All the boys are howling to take the girls to bed.
Our betters say it’s a seedy world. The critics say
Think of them as an Elizabethan Chelsea set.
Then they’ve never listened to our lot – no talk
Could be less like – but the bodies are the same:
Those jeans and bums and sweaters of the King’s Road
Would fit Marston’s stage. What’s in a name,
If Cheapside and the Marshalsea mean Eng. Lit.
And the Fantasie, Sa Tortuga, Grisbi, Bongi-Bo
Mean life? A cliché? What hurts dies on paper,
Fades to classic pain. Love goes as the MG goes.

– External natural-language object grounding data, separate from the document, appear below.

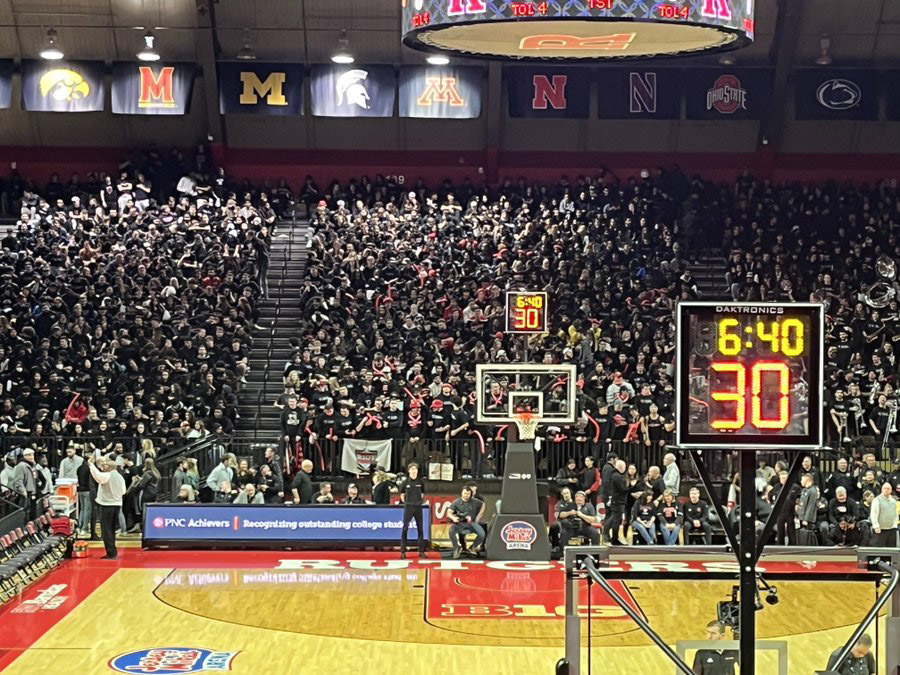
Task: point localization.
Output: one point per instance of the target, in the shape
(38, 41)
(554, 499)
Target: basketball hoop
(527, 423)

The colonel’s daughter in black stockings, hair
Like sash cords, face iced-white, studies art, 
Goes home once a month. She won’t marry the men
She sleeps with, she’ll revert to type – it’s part 
Of the side-show: Mummy and Daddy in the wings,
The bongos fading on the road to Haslemere
Where inheritors are inheriting still.
Marston’s Malheureux found his whore too dear;
Today some Jazz Club girl on the social make
Would put him through his paces, the aphrodisiac cruel.

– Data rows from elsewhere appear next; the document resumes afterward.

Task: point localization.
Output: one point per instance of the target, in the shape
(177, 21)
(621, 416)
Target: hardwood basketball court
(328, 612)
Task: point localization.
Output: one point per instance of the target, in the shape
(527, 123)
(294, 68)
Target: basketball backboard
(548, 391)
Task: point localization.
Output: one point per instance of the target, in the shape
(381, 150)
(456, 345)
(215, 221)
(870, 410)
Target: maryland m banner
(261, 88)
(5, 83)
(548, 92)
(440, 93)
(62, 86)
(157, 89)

His friends would be the smoothies of our Elizabethan age –
The Rally Men, Grantchester Breakfast Men, Public School
Personal Assistants and the fragrant PROs,
Cavalry-twilled tame publishers praising Logue,
Classics Honours Men promoting Jazzetry,
Market Researchers married into Vogue.
It’s a Condé Nast world and so Marston’s was.
His had a real gibbet – our death’s out of sight.
The same thin richness of these worlds remains –
The flesh-packed jeans, the car-stung appetite
Volley on his stage, the cage of discontent.